Cheng, Kai-Jung
ITTPD: In-place Tensor Transposition with Permutation Decomposition on GPUs
Lee, Che-Rung
Hon, Wing-Kai
Chen, Po-An
Tensor, Tensor transposition, Inplace transposition, Permutation rearrangement, Algorithm, Optimization
張量轉置是一個被廣泛使用於高效能張量計算中的基本操作,例如在張量縮約中。然而,現有的張量轉置方法多為非原地(Out-Of-Place)操作,即這些方法需要使用相當於原張量兩倍的記憶體空間來完成轉置。對於多數加速器而言,記憶體空間的使用是一個嚴重問題,例如圖形記憶體(GPU)上的記憶體空間相對有限。本論文提出了一種高階張量的原地轉置演算法 ITTPD。為了有效利用已經最佳化的矩陣轉置函式核心(kernels),ITTPD 首先將高階張量拆解為較小的子張量。接著,將高階張量轉置視為一種排序問題,並利用相關的排序還原方法,將轉置降階成更小的單位,例如矩陣轉置、三階張量轉置、四階張量轉置,具體取決於轉置目標。ITTPD 結合這些不同的張量轉置結果以達成最終目標。透過理論分析可知,相較於非原地轉置的方法,對於足夠大的張量,ITTPD 可以節省至少百分之九十五以上的額外記憶體使用量。本論文還提出了 ITTPD 在 GPU 上的高效實現。實驗結果顯示,ITTPD 的性能接近當前的 GPU 張量轉置函式庫 CUDA Tensor Transpose(cuTT)。考慮到空間不足所需的搬運成本,ITTPD 能在相對較短的時間內完成轉置,並且能處理比 cuTT 大兩倍的張量,結果顯示 ITTPD 能作為有效的並行方案來處理 張量轉置運算。
Tensor transposition is a crucial operation in tensor calculations with diverse applications. Most algorithms rely on out-of-place transposition, which duplicates the tensor in memory and copies elements to their transposed positions, leading to high memory usage demand. However, on memory-limited devices such as Graphic Processing Units (GPUs), doubling the tensor size may not be feasible. In this thesis, we introduce ITTPD, an algorithm and its implementation that addresses the challenge of insufficient extra memory space.
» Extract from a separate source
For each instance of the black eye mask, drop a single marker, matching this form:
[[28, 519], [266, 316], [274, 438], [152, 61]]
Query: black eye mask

ITTPD leverages permutation decomposition, which breaks down the permutation into simpler transpositions called primitives, and determines a sequence that fits within memory constraints. Additionally, ITTPD handles permutations exceeding memory limits by partitioning the tensor into smaller tensors and transposing each one separately. The GPU implementation optimizes memory access performance and reduces the execution time of each primitive. Experimental results demonstrate that ITTPD achieves a great performance compared to state-of-the-art out-of-place GPU implementations, with lower extra-memory usage.
Furthermore, ITTPD can handle nearly double the size of tensors compared to out-of-place methods, making it suitable for various transpositions of N-order tensors.